This article has participated in the activity of “New person creation Ceremony”, and started the road of digging gold creation together.

The challenges of real-time collaborative editing

When it comes to the difficulty of real-time collaborative editing, people’s first reaction is basically collaborative conflict processing.

To deal with conflict

In fact, the solutions for conflict management are relatively mature, including:

  1. Edit lock: When someone is editing a document, the system locks the document to prevent others from editing at the same time.
  2. Diff-patch: Based on the similar idea of Git and other version management, it compares and merges contents, including GNU Diff-patch, Myer’s diff-Patch and other schemes.
  3. Final conformance implementation: Operational Transformation (OT), conflict-free Replicated Data Type (CRDT).

The implementation of edit locks is simple and crude, but directly affects the user experience.
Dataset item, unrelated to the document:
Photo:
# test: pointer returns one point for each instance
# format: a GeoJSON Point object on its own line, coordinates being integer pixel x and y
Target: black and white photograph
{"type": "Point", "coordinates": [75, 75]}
Diff-patch can merge conflicts by itself or hand over to users when conflicts occur. The OT algorithm is the solution used in Google Docs, and the Atom editor uses CRDT.

OT and CRDT

The OT and CRDT approaches are similar in that they provide ultimate consistency. The difference is how they operate:

  • OT does this by changing operations
    • OT will split and convert editing operations to achieve the effect of conflict handling
    • OT does not include specific implementation, so it needs to be implemented by the project itself, but it can carry out high-precision conflict handling according to the needs of the project
  • CRDT does this by changing state
    • Basically, CRDT is a data structure that, when updated with the same set of operations, will always converge to the same representation, even if the operations are applied in a different order
    • CRDT comes in two ways: operation-based and state-based

OT is primarily used for text, which is often complex and unextensible. The CRDT implementation is simple, but Google, Microsoft, CKSource, and many others rely on OT for a reason. The current state of CRDT research supports collaboration on two main types of data: plain text and arbitrary JSON structures.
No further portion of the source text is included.